The truth is, evil people calmly committing evil deeds pray for panic. It’s what they want. The Holocaust was the work of a crazy German dictator who calmly decided to exterminate Jews after he engineered a panic by blaming them for his country’s social and financial collapse. Communists created a panic about “exploitation.” Their solution? The murder of millions to create a system of non-exploitive “equality” with everyone stuck at zero, starving to death, toiling in fields to achieve one singular, hideous outcome — bones resting together in a charred heap.

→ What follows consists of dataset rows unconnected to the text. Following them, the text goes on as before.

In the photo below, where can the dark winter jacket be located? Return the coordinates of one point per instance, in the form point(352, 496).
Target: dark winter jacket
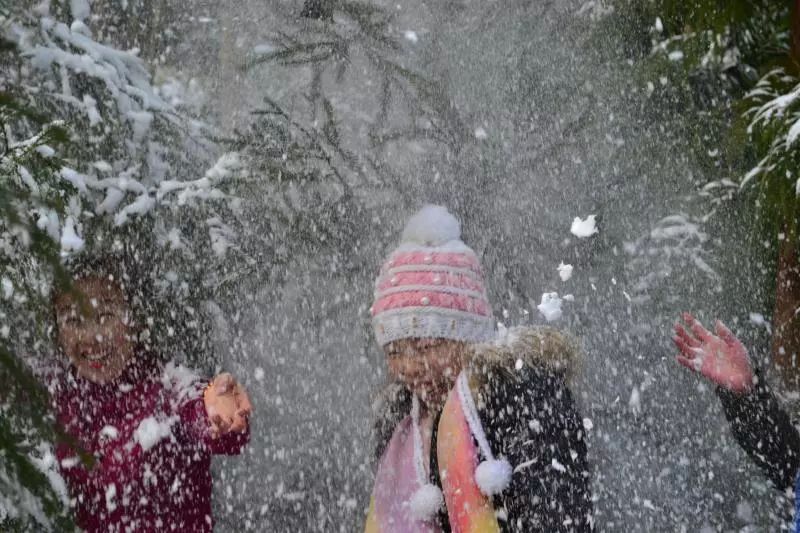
point(765, 432)
point(530, 418)
point(152, 448)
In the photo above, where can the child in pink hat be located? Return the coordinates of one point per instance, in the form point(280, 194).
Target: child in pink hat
point(475, 433)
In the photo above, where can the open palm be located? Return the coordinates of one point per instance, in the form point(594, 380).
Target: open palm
point(721, 358)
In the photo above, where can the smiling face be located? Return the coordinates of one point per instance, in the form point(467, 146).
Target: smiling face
point(98, 337)
point(428, 367)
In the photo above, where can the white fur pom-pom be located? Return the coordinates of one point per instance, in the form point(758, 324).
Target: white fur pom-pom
point(493, 476)
point(433, 225)
point(426, 502)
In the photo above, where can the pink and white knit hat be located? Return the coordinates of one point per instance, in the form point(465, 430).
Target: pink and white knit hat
point(432, 285)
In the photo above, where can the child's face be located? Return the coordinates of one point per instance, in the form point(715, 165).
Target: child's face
point(101, 343)
point(428, 367)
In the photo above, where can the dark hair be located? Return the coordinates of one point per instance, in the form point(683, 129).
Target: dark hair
point(123, 271)
point(170, 324)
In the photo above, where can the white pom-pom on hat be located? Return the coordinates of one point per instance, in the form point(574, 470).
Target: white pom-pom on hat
point(426, 502)
point(433, 225)
point(493, 476)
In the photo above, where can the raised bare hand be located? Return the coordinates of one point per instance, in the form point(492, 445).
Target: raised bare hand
point(721, 358)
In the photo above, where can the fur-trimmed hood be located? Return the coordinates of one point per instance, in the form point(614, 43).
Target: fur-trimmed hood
point(540, 347)
point(537, 346)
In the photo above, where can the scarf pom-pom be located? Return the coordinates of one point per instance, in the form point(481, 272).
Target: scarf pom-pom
point(426, 502)
point(493, 476)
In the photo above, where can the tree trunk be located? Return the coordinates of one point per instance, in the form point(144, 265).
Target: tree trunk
point(786, 334)
point(786, 324)
point(795, 37)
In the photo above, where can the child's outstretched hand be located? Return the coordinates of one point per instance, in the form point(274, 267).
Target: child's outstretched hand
point(721, 358)
point(227, 405)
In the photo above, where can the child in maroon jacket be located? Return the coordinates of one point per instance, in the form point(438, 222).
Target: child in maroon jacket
point(151, 434)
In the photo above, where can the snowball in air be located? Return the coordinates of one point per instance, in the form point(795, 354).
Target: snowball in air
point(433, 225)
point(151, 431)
point(550, 306)
point(564, 271)
point(426, 502)
point(584, 228)
point(493, 476)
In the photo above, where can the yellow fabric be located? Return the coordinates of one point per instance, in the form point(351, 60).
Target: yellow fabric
point(468, 509)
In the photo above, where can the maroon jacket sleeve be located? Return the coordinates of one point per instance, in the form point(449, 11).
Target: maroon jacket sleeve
point(198, 428)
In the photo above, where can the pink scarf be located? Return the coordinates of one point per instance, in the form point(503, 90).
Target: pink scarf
point(397, 481)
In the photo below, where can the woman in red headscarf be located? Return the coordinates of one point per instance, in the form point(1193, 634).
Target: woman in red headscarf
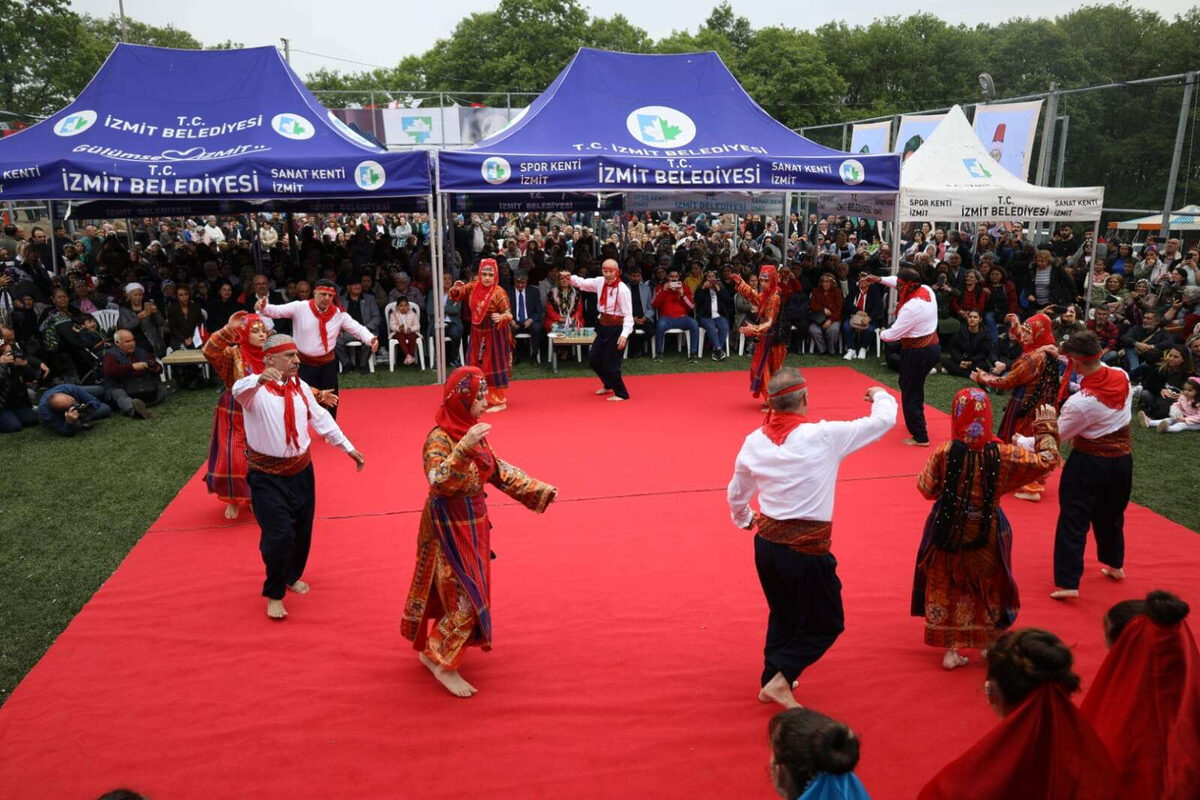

How did those panics happen? Were people too busy, panicking about other things? I don’t know. But maybe worrying about climate change in an era of Islamic terror could be like worrying about the dangers of the phonograph during the Hitler era.
The reason a lot of this panicky stuff is happening is because it’s what the media and the left want. They need to be right. They need to be hysterically correct. As Kevin Williamson writes, we humans are suckers for drama. “It may end up being the case that, a generation hence, historians look back on our era the way my friend does: safe and boring. “
Stormy! Tariffs! DACA! Collusion! Climate change! As the British like to say, “Remain calm and carry on.” If you have an appetite for panic, don’t fall for media hype. Just call the IRS and ask them if you owe them anything. Then panic.